La loi sur la laïcité doit s’appliquer aussi dans les cégeps

Dans son éditorial du 11 avril, Marie-Andrée Chouinard a tout à fait raison de se désoler qu’il faille encore aujourd’hui, et peut-être encore plus qu’hier, être extrêmement vigilant sur la défense de la laïcité dans le système scolaire.
Elle a également raison de rappeler que le débat remonte aux années 1960 et au rapport Parent. D’ailleurs, c’est à cette commission d’enquête que l’on doit la création des cégeps et c’est là que le bât blesse dans l’actuel débat sur les salles de prière dans nos établissements scolaires.
Les cégeps ont été instaurés notamment à partir des collèges classiques et des écoles normales qui, eux, étaient confessionnels, mais les nouveaux collèges qui allaient en émerger allaient quant à eux être francophones ou anglophones et entièrement laïques afin d’assurer un égal accès à tous.
Il est donc assez renversant d’observer l’attitude de l’actuelle ministre de l’Enseignement supérieur, Pascale Déry, qui refuse d’assurer le respect de la Loi sur la laïcité de l’État dans les cégeps et universités qui sont sous sa responsabilité.
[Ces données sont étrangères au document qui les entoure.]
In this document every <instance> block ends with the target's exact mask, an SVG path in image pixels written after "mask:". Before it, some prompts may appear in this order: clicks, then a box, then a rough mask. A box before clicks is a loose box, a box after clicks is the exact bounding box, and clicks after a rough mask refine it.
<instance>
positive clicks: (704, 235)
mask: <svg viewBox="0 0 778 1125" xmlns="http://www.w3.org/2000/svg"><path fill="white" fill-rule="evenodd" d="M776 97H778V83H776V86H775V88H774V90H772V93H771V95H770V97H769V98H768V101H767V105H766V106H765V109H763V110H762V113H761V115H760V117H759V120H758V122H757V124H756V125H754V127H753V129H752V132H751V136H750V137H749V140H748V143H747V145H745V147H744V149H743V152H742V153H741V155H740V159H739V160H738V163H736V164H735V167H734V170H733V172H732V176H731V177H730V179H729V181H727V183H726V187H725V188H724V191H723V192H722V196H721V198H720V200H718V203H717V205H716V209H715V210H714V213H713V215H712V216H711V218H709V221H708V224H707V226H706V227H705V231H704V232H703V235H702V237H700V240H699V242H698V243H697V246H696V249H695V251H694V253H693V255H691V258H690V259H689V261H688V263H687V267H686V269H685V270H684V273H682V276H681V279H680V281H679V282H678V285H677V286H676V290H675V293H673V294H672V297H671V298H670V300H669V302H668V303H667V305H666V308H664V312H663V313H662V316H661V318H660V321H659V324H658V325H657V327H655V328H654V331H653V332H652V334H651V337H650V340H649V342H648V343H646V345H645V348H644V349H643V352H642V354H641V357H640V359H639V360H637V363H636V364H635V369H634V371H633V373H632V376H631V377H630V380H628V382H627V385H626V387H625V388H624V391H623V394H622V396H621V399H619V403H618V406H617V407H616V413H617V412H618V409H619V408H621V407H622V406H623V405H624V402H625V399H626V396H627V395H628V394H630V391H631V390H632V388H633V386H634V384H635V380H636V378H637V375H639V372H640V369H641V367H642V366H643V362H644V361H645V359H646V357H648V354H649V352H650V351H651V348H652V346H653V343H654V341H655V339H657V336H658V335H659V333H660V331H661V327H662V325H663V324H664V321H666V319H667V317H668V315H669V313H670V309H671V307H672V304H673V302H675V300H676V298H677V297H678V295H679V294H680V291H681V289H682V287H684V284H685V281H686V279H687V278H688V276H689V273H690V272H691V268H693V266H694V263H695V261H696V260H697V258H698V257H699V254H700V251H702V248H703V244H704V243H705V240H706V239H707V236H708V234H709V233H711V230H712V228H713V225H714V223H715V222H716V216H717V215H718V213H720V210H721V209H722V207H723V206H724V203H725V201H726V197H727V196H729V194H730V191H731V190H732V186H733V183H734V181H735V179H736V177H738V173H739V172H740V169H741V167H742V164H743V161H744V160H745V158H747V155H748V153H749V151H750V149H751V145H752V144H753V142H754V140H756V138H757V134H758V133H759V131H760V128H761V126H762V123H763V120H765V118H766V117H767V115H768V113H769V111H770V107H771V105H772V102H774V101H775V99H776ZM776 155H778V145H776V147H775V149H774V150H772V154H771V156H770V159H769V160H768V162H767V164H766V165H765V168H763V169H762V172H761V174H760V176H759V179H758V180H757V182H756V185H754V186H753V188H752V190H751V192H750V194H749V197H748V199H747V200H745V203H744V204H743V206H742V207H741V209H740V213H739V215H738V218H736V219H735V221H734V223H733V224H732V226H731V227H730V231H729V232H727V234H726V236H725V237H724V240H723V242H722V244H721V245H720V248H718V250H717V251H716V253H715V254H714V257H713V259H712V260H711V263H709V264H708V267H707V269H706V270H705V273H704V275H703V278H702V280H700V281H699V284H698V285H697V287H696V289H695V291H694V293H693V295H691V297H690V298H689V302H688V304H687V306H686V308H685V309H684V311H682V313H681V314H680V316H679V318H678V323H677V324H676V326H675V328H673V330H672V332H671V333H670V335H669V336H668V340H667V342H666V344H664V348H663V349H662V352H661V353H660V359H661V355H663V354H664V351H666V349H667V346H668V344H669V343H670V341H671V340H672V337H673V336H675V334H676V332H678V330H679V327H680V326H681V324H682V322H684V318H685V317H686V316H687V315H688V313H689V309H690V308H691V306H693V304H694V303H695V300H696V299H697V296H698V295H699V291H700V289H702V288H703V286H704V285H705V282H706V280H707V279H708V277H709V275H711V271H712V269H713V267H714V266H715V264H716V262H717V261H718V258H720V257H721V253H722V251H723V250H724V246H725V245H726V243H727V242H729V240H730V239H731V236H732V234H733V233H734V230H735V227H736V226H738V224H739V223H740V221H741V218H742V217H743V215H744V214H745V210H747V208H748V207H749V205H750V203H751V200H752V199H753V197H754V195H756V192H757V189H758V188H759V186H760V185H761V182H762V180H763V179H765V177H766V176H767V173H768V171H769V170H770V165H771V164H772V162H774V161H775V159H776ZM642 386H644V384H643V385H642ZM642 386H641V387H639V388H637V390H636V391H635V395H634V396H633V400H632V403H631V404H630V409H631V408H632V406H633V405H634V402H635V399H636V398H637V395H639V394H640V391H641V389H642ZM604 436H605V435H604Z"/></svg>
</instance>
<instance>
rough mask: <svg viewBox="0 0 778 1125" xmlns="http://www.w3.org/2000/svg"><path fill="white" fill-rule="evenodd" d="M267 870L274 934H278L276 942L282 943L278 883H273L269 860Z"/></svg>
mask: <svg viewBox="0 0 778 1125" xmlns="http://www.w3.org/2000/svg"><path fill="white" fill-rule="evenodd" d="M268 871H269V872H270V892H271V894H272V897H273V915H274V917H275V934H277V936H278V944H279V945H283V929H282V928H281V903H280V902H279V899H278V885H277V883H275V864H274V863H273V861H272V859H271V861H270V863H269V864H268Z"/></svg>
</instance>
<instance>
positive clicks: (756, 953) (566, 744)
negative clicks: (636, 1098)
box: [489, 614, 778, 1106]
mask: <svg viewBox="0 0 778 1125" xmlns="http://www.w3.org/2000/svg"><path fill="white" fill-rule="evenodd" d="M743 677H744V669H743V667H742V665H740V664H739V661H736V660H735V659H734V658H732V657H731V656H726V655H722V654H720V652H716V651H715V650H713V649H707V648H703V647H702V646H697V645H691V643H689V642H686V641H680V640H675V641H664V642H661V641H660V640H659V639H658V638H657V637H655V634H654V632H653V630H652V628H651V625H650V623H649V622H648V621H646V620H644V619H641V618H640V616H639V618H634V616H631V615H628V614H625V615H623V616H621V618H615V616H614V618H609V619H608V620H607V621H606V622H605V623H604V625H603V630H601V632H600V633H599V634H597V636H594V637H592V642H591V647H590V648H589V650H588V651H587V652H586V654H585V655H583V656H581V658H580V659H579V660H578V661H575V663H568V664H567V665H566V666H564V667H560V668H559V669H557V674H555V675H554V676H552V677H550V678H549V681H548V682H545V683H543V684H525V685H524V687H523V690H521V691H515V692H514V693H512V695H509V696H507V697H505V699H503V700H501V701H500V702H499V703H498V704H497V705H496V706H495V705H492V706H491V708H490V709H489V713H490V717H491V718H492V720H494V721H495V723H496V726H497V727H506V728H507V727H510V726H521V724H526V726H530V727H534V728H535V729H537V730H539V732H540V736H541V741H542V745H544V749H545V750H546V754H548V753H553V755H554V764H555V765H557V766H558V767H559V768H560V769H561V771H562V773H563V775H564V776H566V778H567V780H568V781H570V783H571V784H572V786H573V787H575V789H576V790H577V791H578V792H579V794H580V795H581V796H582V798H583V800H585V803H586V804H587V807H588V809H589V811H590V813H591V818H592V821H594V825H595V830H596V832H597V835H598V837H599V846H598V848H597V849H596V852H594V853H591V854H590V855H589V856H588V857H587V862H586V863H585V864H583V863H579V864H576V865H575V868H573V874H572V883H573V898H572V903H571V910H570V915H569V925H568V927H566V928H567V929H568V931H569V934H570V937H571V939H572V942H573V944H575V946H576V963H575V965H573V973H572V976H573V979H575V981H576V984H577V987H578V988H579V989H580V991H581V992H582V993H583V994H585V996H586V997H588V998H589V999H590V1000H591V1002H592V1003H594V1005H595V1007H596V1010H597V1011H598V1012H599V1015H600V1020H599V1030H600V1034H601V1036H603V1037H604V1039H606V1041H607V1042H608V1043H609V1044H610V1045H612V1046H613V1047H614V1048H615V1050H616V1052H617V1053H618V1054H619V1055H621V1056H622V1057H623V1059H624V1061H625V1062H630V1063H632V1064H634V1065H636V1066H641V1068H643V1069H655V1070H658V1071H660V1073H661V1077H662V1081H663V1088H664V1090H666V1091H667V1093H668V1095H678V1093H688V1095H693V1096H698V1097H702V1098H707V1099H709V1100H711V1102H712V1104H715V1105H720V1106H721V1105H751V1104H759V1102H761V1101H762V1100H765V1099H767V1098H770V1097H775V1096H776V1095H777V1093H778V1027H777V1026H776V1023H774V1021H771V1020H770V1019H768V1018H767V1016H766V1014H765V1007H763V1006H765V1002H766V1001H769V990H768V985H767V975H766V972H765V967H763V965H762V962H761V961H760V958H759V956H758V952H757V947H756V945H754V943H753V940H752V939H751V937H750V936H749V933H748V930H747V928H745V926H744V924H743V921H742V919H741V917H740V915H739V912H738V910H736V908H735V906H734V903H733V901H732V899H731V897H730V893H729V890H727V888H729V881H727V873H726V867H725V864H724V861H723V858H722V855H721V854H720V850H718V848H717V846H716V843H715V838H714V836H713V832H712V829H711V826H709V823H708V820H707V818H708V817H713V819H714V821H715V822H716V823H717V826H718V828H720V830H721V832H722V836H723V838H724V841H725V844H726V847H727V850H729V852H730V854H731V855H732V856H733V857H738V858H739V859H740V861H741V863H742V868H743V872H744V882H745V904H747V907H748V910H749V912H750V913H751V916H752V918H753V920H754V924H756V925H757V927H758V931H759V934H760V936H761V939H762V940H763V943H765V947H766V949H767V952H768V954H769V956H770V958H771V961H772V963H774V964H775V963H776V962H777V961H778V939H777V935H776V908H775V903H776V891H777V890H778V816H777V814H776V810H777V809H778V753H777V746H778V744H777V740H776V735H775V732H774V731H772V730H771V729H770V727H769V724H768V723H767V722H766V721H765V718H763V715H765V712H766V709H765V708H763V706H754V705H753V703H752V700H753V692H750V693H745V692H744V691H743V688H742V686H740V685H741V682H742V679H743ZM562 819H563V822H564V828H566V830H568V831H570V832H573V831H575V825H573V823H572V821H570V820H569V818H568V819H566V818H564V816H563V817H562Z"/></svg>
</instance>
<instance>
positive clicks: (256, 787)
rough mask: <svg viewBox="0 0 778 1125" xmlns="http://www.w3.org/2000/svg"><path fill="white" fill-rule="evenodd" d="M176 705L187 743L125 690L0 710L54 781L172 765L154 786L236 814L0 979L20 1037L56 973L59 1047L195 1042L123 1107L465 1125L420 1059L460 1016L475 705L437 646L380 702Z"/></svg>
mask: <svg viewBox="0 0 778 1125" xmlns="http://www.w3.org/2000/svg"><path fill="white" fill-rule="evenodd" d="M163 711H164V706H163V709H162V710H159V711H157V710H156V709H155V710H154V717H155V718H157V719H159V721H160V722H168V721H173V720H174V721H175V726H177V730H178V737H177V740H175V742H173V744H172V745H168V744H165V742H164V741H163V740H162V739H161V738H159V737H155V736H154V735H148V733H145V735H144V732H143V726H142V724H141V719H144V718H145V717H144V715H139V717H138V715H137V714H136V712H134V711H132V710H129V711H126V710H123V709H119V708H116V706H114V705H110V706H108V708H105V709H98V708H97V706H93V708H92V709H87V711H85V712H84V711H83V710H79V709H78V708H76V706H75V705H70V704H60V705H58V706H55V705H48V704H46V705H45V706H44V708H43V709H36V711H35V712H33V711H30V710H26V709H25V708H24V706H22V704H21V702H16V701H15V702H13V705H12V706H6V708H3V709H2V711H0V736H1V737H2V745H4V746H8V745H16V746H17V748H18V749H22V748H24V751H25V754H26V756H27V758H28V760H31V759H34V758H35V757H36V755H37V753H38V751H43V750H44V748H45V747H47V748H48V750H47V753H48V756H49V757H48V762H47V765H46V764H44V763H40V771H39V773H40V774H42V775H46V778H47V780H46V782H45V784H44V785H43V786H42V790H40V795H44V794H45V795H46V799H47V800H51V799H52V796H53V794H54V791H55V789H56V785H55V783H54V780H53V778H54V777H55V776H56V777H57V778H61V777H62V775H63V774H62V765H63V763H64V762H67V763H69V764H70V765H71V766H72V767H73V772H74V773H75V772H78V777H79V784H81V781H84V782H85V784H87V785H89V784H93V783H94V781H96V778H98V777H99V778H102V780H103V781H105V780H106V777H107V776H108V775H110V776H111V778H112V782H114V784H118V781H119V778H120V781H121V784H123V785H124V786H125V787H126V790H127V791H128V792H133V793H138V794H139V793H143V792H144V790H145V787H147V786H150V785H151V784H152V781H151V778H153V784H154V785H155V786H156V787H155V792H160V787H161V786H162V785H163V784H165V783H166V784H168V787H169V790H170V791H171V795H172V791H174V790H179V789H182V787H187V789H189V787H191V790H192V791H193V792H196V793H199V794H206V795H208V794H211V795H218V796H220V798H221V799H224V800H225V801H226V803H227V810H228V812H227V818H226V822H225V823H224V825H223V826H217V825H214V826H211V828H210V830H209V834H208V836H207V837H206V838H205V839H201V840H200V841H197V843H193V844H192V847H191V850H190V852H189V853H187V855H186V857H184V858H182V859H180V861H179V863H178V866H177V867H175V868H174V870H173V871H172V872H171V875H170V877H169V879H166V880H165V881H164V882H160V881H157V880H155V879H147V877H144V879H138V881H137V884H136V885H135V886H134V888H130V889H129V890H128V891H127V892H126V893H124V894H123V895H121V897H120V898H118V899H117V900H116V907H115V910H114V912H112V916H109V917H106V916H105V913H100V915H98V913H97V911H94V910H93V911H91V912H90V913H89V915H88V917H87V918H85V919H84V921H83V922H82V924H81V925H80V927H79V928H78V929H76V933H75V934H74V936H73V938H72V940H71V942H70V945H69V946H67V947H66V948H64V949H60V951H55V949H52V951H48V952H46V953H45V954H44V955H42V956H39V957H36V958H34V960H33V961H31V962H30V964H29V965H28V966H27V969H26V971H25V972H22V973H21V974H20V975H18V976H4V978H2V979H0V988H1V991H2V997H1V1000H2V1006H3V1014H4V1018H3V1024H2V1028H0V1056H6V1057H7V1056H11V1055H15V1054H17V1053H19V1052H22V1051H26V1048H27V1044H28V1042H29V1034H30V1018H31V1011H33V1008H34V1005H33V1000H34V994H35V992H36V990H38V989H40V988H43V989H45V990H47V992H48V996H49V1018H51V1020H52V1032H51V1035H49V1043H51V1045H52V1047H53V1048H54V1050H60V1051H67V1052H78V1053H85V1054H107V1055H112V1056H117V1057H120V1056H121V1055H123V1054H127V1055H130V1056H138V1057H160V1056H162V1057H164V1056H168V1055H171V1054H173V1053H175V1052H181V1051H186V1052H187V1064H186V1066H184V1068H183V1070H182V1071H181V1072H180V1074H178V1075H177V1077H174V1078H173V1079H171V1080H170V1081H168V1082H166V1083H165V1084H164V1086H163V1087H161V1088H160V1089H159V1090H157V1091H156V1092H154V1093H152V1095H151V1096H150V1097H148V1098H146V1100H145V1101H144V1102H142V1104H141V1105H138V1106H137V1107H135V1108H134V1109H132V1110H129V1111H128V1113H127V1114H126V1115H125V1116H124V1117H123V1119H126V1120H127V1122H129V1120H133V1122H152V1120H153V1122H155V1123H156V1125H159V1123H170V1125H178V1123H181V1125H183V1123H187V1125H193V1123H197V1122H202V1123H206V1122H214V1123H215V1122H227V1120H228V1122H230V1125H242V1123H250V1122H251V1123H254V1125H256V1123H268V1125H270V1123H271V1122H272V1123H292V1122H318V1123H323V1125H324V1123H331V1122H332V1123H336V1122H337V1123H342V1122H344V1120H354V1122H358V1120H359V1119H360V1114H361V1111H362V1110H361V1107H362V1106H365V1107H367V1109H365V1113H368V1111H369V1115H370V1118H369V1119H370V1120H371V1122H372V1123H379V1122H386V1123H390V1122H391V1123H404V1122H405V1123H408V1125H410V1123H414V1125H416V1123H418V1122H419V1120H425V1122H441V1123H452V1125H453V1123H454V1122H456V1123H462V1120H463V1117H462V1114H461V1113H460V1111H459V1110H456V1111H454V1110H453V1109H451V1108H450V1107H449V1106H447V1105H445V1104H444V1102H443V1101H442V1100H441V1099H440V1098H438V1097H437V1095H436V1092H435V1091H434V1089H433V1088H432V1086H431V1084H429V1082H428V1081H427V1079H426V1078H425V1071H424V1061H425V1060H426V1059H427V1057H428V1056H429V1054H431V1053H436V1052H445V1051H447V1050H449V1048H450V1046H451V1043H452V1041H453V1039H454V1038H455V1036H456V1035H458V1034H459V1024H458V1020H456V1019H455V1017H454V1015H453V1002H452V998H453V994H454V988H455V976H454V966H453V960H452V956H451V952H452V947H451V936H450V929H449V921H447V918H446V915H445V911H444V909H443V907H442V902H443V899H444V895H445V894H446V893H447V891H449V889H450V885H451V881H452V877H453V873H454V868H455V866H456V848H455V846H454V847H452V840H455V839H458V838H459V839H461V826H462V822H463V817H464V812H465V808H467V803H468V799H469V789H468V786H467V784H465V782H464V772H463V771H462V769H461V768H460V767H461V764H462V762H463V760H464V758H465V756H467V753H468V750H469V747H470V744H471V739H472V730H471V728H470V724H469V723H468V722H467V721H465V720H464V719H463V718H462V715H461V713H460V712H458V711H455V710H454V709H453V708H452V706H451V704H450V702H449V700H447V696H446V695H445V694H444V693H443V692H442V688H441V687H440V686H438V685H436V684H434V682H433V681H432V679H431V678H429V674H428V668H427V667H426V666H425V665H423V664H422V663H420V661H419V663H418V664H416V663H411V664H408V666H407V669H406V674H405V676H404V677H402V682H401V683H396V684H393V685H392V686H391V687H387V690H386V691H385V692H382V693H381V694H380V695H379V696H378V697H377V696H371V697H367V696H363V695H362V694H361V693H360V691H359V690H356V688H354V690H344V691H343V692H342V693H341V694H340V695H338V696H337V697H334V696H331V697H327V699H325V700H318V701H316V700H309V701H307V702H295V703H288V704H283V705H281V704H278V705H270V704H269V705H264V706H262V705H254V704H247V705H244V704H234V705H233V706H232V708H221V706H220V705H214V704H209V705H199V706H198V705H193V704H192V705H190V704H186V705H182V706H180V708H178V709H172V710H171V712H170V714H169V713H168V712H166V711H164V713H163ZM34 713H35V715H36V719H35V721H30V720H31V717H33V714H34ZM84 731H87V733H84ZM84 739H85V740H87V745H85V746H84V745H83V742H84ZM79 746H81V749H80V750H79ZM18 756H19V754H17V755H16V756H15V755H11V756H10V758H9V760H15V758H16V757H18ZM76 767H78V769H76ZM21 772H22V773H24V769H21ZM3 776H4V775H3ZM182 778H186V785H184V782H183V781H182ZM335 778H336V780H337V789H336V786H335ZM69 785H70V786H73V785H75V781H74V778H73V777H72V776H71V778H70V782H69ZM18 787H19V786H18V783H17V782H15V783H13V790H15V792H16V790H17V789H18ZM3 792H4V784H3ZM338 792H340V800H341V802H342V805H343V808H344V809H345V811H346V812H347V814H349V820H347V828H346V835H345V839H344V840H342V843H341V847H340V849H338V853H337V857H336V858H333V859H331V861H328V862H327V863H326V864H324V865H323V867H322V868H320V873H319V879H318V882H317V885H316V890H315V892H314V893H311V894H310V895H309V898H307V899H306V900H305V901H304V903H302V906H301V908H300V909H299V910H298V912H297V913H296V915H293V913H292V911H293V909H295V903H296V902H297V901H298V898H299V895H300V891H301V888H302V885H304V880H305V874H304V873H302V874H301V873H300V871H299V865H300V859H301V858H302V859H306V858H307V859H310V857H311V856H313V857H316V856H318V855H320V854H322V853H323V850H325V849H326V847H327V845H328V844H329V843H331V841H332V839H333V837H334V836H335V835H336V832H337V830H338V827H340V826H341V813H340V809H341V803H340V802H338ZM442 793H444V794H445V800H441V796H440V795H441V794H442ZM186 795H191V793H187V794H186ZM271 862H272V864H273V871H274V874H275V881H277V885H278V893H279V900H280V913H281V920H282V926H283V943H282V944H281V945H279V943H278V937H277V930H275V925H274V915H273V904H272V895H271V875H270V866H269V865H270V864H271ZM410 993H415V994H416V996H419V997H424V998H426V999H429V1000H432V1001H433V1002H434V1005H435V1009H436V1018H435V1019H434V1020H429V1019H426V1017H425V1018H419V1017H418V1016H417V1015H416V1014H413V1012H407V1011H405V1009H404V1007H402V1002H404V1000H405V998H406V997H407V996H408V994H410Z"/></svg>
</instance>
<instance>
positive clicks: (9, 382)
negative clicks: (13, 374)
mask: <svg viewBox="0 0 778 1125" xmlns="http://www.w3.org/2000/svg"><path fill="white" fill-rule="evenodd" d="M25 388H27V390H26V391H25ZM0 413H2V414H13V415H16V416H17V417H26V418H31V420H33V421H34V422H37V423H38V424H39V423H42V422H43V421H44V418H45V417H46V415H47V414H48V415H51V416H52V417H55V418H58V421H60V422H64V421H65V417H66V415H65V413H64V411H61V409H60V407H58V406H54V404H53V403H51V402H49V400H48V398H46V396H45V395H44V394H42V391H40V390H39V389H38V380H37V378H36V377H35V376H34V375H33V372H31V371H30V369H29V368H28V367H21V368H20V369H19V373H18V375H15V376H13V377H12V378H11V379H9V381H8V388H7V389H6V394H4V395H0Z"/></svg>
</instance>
La ministre n’a en effet pas l’intention, pour l’instant, de mettre fin à l’usage de locaux servant aux prières dans les cégeps.
Pourtant, les articles 2 et 3 de cette loi stipulent que les principes de la laïcité doivent être respectés « en fait et en apparence » dans les institutions gouvernementales ; les cégeps et les universités sont explicitement nommés dans la liste des institutions visées par ces articles.
Cette même loi accorde à toute personne « le droit à des institutions gouvernementales laïques ainsi qu’à des services publics laïques ». En outre, le jugement de la Cour suprême du Canada Mouvement laïque québécois c. Saguenay interdit à l’État, au nom de la neutralité religieuse, de favoriser l’exercice d’une religion dans le fonctionnement de ses institutions.
Si, comme en a finalement convenu le ministre de l’Éducation Bernard Drainville, le fait de réserver ou d’aménager des salles utilisées pour des prières dans les écoles primaires et secondaires est incompatible avec la laïcité « de fait et d’apparence » et viole la loi, la même logique vaut pour les autres niveaux d’enseignement.
Les cégeps laïques ont été créés bien avant l’adoption de la Loi sur la laïcité de l’État. Maintenant que le Québec s’est doté d’une telle loi, il est inacceptable de laisser libre cours à la régression actuelle de la laïcité dans ces établissements.
La ministre Pascale Déry se doit donc d’intervenir le plus rapidement possible pour faire respecter la loi dans ces établissements afin d’éviter que cette régression ne devienne incontrôlable et rende la loi inapplicable. Sinon, il appartiendra au premier ministre François Legault de rappeler sa ministre à l’ordre.
La seule disposition de la loi sur la laïcité qui ne vise pas les cégeps et les universités est celle portant sur l’interdiction du port de signes religieux par les enseignants. Nous croyons d’ailleurs qu’il s’agit là d’un accroc majeur et difficilement défendable au principe de la laïcité et sur lequel il faudra bien revenir un jour.